1.     Boulder Nissan

When you think of companies that leverage solar power, car dealerships probably aren’t the first ones that come to mind. However, Boulder Nissan is highly committed to promoting green energy. They worked with Independent Power Systems to setup a number of solar cells. Here were the results:

  • Boulder Nissan has reduced coal generated electricity by 65%.
  • They are on track to run on 100% renewable energy within the next 13 years.
  • Boulder Nissan reduced CO2 emissions by 416,000 lbs. within the first year after installing their solar panels.

This is one of the most impressive solar energy case studies a small business has published in recent years. It shows that even small companies in rural communities can make a major difference by adapting solar energy.

2.     Valley Electric Association

In 2015, the Valley Electric Association (VEA) created an 80-acre solar garden. Before retiring from the legislature, U.S. Senate Minority Leader Harry Reid praised the new project as a way to make the state more energy dependent and reduce our carbon footprint.

“This facility will provide its customers with the opportunity to purchase 100 percent of their electricity from clean energy produced in Nevada,” Reid told reporters with the Pahrump Valley Times. “That’s a step forward for the Silver State, but it also proves that utilities can work with customers to provide clean renewable energy that they demand.”

The solar energy that VEA produced was drastically higher than anyone would have predicted. SolarWorld estimates that the solar garden created 32,680,000 kwh every year, which was enough to power nearly 4,000 homes.

This was a major undertaking for a purple state, which may inspire their peers throughout the Midwest to develop solar gardens of their own. It will reduce dependency on the electric grid, which is a problem for many remote states in the central part of the country.

3.     Las Vegas Casinos

A number of Las Vegas casinos have started investing in solar panels over the last couple of years. The Guardian reports that many of these casinos have cut costs considerably. Some of them are even selling the energy back to the grid.

“It’s no accident that we put the array on top of a conference center. This is good business for us,” Cindy Ortega, chief sustainability officer at MGM Resorts told Guardian reporters. “We are looking at leaving the power system, and one of the reasons for that is we can procure more renewable energy on the open market.”

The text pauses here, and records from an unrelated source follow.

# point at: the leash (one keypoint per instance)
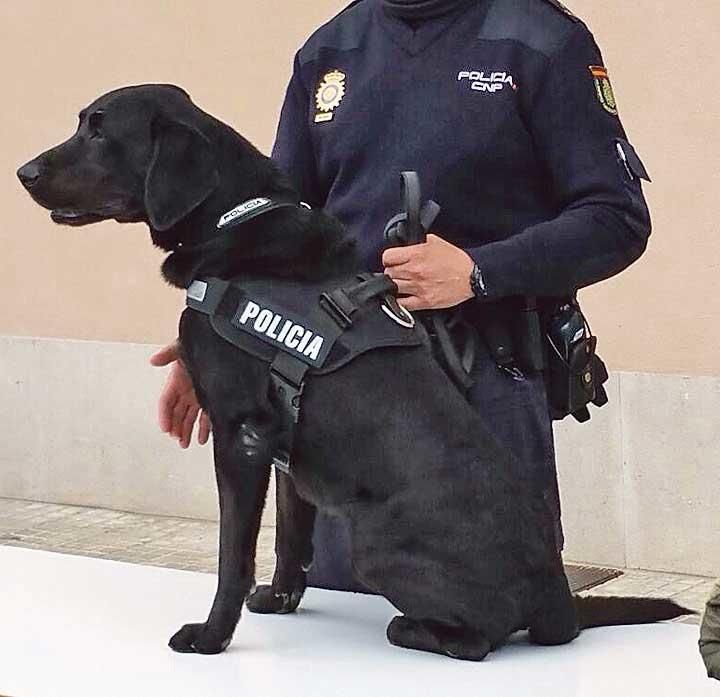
(411, 226)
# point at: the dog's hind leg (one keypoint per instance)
(242, 474)
(293, 552)
(437, 637)
(555, 618)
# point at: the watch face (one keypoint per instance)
(477, 282)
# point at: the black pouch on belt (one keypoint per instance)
(575, 373)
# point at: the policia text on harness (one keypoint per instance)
(302, 328)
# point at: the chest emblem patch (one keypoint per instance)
(603, 88)
(330, 93)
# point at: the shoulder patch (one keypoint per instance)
(541, 25)
(603, 89)
(564, 9)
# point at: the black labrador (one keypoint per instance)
(444, 523)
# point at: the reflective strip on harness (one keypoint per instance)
(278, 327)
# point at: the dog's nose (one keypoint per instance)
(29, 174)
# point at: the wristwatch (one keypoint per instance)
(477, 283)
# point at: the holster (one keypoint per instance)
(528, 335)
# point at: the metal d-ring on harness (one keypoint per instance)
(288, 372)
(300, 327)
(411, 227)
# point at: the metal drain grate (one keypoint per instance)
(582, 578)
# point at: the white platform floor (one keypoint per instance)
(81, 627)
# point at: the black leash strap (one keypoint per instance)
(411, 227)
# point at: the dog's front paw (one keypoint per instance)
(266, 600)
(198, 638)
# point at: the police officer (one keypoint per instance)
(505, 109)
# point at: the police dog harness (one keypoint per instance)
(301, 328)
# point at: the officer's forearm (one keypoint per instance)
(583, 245)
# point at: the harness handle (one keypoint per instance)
(412, 203)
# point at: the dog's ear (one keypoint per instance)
(182, 173)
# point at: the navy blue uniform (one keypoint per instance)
(505, 110)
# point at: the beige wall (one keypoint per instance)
(103, 282)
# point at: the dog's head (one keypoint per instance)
(136, 156)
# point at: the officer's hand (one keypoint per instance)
(178, 407)
(430, 276)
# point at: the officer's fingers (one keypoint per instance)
(406, 287)
(165, 355)
(166, 404)
(204, 429)
(179, 413)
(403, 272)
(187, 426)
(397, 255)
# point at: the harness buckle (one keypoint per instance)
(332, 304)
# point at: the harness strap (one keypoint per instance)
(287, 375)
(342, 303)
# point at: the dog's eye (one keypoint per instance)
(95, 123)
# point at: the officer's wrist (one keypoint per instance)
(477, 283)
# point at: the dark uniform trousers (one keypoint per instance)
(516, 412)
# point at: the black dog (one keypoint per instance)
(444, 524)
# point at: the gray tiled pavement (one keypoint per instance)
(180, 543)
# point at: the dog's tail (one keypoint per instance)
(605, 611)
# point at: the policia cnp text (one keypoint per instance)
(506, 111)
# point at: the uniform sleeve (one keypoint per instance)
(710, 634)
(293, 151)
(602, 222)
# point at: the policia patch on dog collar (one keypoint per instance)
(603, 89)
(278, 328)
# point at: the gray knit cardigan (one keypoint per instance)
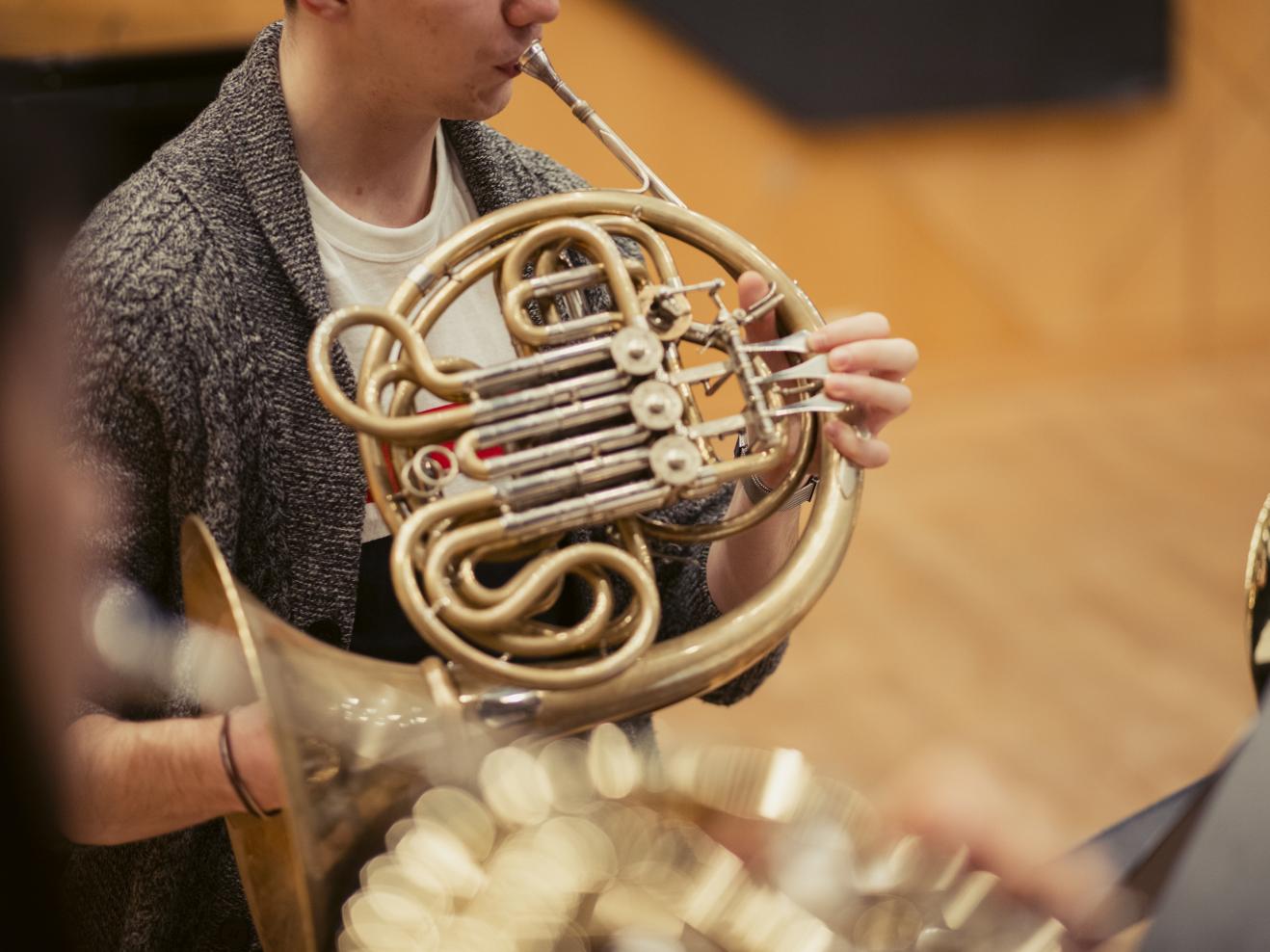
(198, 286)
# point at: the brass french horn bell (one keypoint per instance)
(602, 431)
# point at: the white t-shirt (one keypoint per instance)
(366, 263)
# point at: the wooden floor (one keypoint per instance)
(1049, 574)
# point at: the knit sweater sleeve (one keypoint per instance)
(127, 282)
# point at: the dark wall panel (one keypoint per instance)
(827, 60)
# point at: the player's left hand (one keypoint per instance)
(867, 368)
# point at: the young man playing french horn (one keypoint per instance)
(347, 144)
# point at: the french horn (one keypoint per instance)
(602, 428)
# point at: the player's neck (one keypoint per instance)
(374, 161)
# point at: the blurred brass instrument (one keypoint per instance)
(601, 428)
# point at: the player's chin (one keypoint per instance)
(483, 103)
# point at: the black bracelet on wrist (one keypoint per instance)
(249, 803)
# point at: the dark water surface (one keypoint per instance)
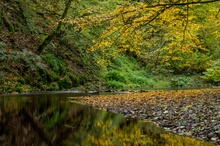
(50, 119)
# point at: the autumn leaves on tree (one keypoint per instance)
(169, 33)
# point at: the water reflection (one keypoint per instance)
(50, 119)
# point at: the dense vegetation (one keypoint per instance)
(67, 44)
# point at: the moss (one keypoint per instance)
(65, 83)
(115, 85)
(54, 86)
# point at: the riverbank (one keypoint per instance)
(195, 113)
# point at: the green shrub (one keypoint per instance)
(54, 86)
(115, 84)
(212, 74)
(181, 81)
(65, 83)
(115, 76)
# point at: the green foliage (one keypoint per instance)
(181, 81)
(212, 74)
(65, 83)
(115, 84)
(115, 76)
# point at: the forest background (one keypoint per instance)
(112, 44)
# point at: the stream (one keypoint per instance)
(49, 118)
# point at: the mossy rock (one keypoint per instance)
(54, 86)
(65, 83)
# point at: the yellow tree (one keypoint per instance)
(163, 32)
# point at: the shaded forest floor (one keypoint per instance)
(194, 113)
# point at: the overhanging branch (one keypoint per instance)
(183, 4)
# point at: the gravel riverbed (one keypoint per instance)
(194, 113)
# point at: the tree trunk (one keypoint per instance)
(54, 33)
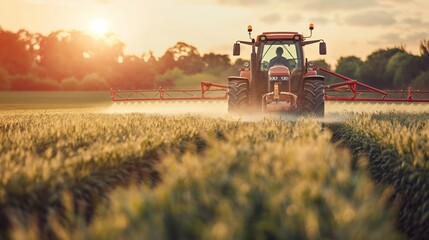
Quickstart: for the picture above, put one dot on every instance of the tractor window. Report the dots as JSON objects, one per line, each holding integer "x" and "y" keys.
{"x": 280, "y": 52}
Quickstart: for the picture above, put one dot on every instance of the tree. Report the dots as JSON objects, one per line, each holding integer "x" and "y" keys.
{"x": 374, "y": 68}
{"x": 349, "y": 67}
{"x": 328, "y": 77}
{"x": 422, "y": 81}
{"x": 401, "y": 69}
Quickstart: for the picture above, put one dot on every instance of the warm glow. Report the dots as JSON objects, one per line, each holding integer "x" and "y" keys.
{"x": 99, "y": 26}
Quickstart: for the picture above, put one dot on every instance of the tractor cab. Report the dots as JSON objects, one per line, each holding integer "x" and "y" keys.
{"x": 277, "y": 76}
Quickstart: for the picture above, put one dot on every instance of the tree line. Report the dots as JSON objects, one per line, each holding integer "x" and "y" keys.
{"x": 74, "y": 60}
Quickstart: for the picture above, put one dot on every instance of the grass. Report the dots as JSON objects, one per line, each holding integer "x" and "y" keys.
{"x": 76, "y": 173}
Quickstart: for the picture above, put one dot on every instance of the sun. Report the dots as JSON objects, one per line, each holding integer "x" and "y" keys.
{"x": 99, "y": 26}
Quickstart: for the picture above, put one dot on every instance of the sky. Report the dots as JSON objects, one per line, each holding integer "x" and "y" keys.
{"x": 349, "y": 27}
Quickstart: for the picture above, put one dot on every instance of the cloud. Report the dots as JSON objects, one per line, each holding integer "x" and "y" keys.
{"x": 398, "y": 38}
{"x": 294, "y": 18}
{"x": 271, "y": 18}
{"x": 341, "y": 4}
{"x": 371, "y": 18}
{"x": 319, "y": 20}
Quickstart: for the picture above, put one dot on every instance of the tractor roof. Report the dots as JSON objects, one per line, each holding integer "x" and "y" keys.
{"x": 279, "y": 36}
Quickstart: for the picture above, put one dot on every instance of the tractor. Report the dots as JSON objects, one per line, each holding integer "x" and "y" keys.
{"x": 278, "y": 78}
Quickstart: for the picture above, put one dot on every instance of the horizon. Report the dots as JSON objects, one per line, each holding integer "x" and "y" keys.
{"x": 350, "y": 29}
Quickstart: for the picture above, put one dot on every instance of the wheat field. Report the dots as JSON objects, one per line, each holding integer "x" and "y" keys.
{"x": 83, "y": 174}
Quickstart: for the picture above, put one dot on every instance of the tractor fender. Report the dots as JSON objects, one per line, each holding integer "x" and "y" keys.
{"x": 245, "y": 74}
{"x": 313, "y": 76}
{"x": 231, "y": 78}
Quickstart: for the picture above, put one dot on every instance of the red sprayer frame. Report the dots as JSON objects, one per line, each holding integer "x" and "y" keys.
{"x": 358, "y": 89}
{"x": 217, "y": 92}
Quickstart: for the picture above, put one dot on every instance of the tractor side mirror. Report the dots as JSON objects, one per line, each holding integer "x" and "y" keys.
{"x": 322, "y": 48}
{"x": 236, "y": 50}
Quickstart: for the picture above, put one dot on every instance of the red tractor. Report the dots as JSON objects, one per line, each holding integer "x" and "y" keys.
{"x": 278, "y": 78}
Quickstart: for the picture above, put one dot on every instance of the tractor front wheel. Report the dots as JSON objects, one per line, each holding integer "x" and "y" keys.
{"x": 313, "y": 101}
{"x": 238, "y": 95}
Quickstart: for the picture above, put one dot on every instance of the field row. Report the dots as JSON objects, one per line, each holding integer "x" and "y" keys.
{"x": 134, "y": 176}
{"x": 397, "y": 146}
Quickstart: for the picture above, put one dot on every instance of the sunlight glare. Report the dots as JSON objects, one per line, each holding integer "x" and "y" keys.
{"x": 99, "y": 26}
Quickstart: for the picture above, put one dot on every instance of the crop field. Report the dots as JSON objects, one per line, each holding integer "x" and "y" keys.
{"x": 67, "y": 174}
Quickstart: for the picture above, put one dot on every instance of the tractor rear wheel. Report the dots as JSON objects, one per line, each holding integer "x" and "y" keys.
{"x": 313, "y": 101}
{"x": 238, "y": 95}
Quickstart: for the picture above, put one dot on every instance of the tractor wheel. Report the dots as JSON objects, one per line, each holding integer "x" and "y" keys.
{"x": 238, "y": 95}
{"x": 313, "y": 101}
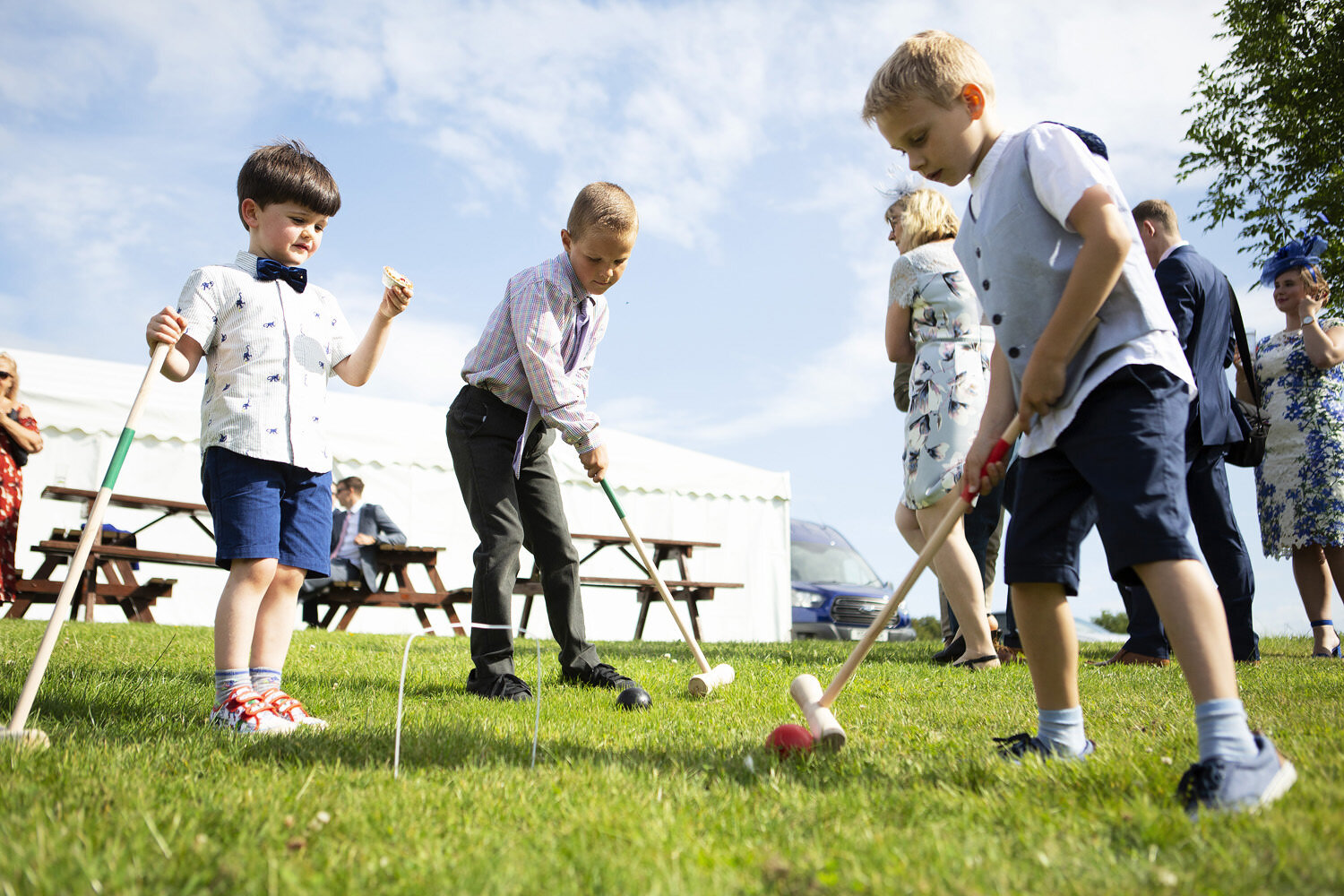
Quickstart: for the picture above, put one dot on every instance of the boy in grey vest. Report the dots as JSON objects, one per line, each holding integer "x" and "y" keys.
{"x": 1050, "y": 245}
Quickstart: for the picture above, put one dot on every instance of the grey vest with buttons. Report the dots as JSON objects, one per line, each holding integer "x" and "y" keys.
{"x": 1019, "y": 260}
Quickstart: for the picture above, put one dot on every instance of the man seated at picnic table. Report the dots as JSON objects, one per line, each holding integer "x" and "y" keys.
{"x": 358, "y": 530}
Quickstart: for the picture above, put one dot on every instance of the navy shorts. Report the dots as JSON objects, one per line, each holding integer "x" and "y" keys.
{"x": 1120, "y": 466}
{"x": 265, "y": 509}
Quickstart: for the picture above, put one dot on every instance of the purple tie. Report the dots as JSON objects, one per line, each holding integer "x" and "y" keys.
{"x": 572, "y": 359}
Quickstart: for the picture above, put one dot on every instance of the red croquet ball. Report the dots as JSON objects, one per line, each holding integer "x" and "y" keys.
{"x": 789, "y": 740}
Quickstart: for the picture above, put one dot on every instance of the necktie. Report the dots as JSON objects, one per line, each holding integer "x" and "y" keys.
{"x": 269, "y": 269}
{"x": 340, "y": 540}
{"x": 572, "y": 359}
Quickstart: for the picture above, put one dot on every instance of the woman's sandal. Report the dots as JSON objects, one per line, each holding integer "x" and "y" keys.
{"x": 1325, "y": 654}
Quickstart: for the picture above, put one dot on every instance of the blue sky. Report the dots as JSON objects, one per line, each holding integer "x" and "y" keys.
{"x": 749, "y": 323}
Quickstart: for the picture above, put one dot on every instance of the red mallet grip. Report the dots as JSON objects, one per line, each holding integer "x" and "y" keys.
{"x": 996, "y": 454}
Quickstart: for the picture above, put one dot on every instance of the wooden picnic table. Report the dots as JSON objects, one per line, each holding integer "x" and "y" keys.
{"x": 115, "y": 560}
{"x": 164, "y": 506}
{"x": 682, "y": 587}
{"x": 394, "y": 562}
{"x": 113, "y": 557}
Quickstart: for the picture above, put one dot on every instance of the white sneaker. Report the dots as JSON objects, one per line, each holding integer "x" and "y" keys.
{"x": 290, "y": 710}
{"x": 246, "y": 712}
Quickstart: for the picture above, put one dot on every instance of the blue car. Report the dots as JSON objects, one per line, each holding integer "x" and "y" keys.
{"x": 836, "y": 595}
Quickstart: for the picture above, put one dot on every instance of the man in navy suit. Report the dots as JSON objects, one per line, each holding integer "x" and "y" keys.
{"x": 1201, "y": 303}
{"x": 358, "y": 530}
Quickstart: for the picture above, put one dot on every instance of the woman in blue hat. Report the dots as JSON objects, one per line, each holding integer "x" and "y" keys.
{"x": 1300, "y": 485}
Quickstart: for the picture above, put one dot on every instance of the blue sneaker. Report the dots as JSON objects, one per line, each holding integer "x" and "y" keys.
{"x": 1018, "y": 745}
{"x": 1226, "y": 785}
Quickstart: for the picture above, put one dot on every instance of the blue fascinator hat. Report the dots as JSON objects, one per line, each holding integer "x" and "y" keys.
{"x": 1304, "y": 252}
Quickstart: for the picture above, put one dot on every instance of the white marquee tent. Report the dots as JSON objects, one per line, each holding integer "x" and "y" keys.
{"x": 81, "y": 406}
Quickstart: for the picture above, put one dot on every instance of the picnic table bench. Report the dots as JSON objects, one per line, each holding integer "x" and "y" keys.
{"x": 683, "y": 587}
{"x": 115, "y": 557}
{"x": 394, "y": 562}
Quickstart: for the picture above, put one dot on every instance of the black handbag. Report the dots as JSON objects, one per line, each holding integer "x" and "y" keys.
{"x": 19, "y": 455}
{"x": 1250, "y": 450}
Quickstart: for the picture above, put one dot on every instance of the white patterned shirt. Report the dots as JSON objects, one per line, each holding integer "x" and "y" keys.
{"x": 269, "y": 352}
{"x": 521, "y": 355}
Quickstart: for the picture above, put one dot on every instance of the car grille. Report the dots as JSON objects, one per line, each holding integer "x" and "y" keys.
{"x": 849, "y": 610}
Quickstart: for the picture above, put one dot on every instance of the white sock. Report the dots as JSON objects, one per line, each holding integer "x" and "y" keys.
{"x": 1062, "y": 729}
{"x": 1223, "y": 732}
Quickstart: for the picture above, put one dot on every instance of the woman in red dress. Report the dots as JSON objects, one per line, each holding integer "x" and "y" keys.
{"x": 19, "y": 438}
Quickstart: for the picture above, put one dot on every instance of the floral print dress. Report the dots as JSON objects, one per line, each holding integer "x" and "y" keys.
{"x": 11, "y": 495}
{"x": 1300, "y": 485}
{"x": 949, "y": 381}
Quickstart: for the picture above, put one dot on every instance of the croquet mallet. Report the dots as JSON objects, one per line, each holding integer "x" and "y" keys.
{"x": 15, "y": 731}
{"x": 806, "y": 688}
{"x": 709, "y": 678}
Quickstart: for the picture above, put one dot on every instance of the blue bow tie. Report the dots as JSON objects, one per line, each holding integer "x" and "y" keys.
{"x": 296, "y": 277}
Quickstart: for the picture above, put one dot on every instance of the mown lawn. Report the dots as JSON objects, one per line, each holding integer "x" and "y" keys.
{"x": 137, "y": 796}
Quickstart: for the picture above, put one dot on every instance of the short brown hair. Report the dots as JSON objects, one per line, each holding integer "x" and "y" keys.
{"x": 13, "y": 386}
{"x": 602, "y": 204}
{"x": 1160, "y": 212}
{"x": 925, "y": 217}
{"x": 933, "y": 65}
{"x": 352, "y": 482}
{"x": 288, "y": 172}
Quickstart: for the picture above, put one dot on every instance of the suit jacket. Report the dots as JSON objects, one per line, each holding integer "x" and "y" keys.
{"x": 373, "y": 520}
{"x": 1201, "y": 304}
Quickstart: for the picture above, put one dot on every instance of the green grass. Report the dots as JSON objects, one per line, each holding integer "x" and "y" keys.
{"x": 137, "y": 796}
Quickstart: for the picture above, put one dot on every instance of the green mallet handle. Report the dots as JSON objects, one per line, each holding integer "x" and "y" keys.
{"x": 90, "y": 532}
{"x": 658, "y": 581}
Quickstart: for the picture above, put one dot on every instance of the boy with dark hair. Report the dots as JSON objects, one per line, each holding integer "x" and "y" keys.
{"x": 526, "y": 379}
{"x": 271, "y": 341}
{"x": 1048, "y": 244}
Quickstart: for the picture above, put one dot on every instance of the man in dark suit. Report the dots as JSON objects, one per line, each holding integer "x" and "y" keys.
{"x": 1201, "y": 303}
{"x": 358, "y": 530}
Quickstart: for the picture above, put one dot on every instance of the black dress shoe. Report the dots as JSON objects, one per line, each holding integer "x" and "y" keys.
{"x": 952, "y": 651}
{"x": 599, "y": 676}
{"x": 505, "y": 686}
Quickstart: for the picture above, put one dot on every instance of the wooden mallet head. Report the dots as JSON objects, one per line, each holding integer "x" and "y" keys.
{"x": 825, "y": 731}
{"x": 707, "y": 681}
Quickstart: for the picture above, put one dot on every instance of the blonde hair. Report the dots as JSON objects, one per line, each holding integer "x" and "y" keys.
{"x": 1314, "y": 282}
{"x": 13, "y": 392}
{"x": 1160, "y": 212}
{"x": 602, "y": 204}
{"x": 925, "y": 215}
{"x": 932, "y": 65}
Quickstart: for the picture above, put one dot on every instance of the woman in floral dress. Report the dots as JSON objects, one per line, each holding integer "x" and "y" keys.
{"x": 1300, "y": 485}
{"x": 933, "y": 323}
{"x": 18, "y": 438}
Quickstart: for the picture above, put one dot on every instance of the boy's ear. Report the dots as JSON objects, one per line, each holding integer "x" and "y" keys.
{"x": 249, "y": 210}
{"x": 975, "y": 99}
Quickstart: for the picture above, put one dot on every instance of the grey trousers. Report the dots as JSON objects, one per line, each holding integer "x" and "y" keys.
{"x": 510, "y": 514}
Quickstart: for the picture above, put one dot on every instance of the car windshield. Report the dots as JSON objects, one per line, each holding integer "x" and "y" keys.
{"x": 830, "y": 564}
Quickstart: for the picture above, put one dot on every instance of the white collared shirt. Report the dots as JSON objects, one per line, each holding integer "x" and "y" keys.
{"x": 1062, "y": 169}
{"x": 347, "y": 549}
{"x": 521, "y": 355}
{"x": 269, "y": 352}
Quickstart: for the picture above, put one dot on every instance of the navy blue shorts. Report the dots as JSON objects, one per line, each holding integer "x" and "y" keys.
{"x": 265, "y": 509}
{"x": 1120, "y": 466}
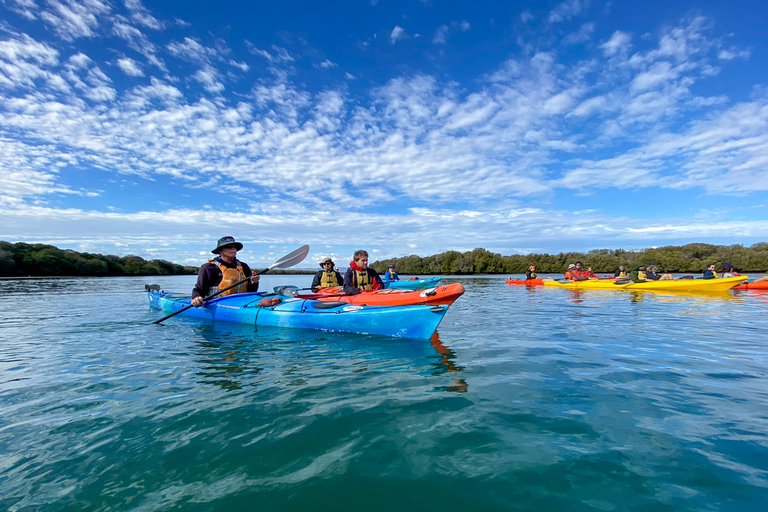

There have been many benefits for casinos using solar energy. They are some of the most energy-intensive institutions in the world, so this has helped them become much more cost-effective. It also helps minimize disruptions to their customers learning online keno strategies in the event of any problems with the electric grid.

4.     Boston College

Boston College has been committed to many green initiatives over the years. A group of researchers experimented with solar cells on different parts of the campus to see where they could produce the most electricity. They discovered that the best locationwas at St. Clement’sHall. The solar cells there dramatically. It would also reduce CO2 emissions by 521,702 lbs. a year and be enough to save 10,869 trees.

Boston College is exploring new ways to expand their usage of solar cells. They may be able to invest in more effective solar panels that can generate far more solar energy.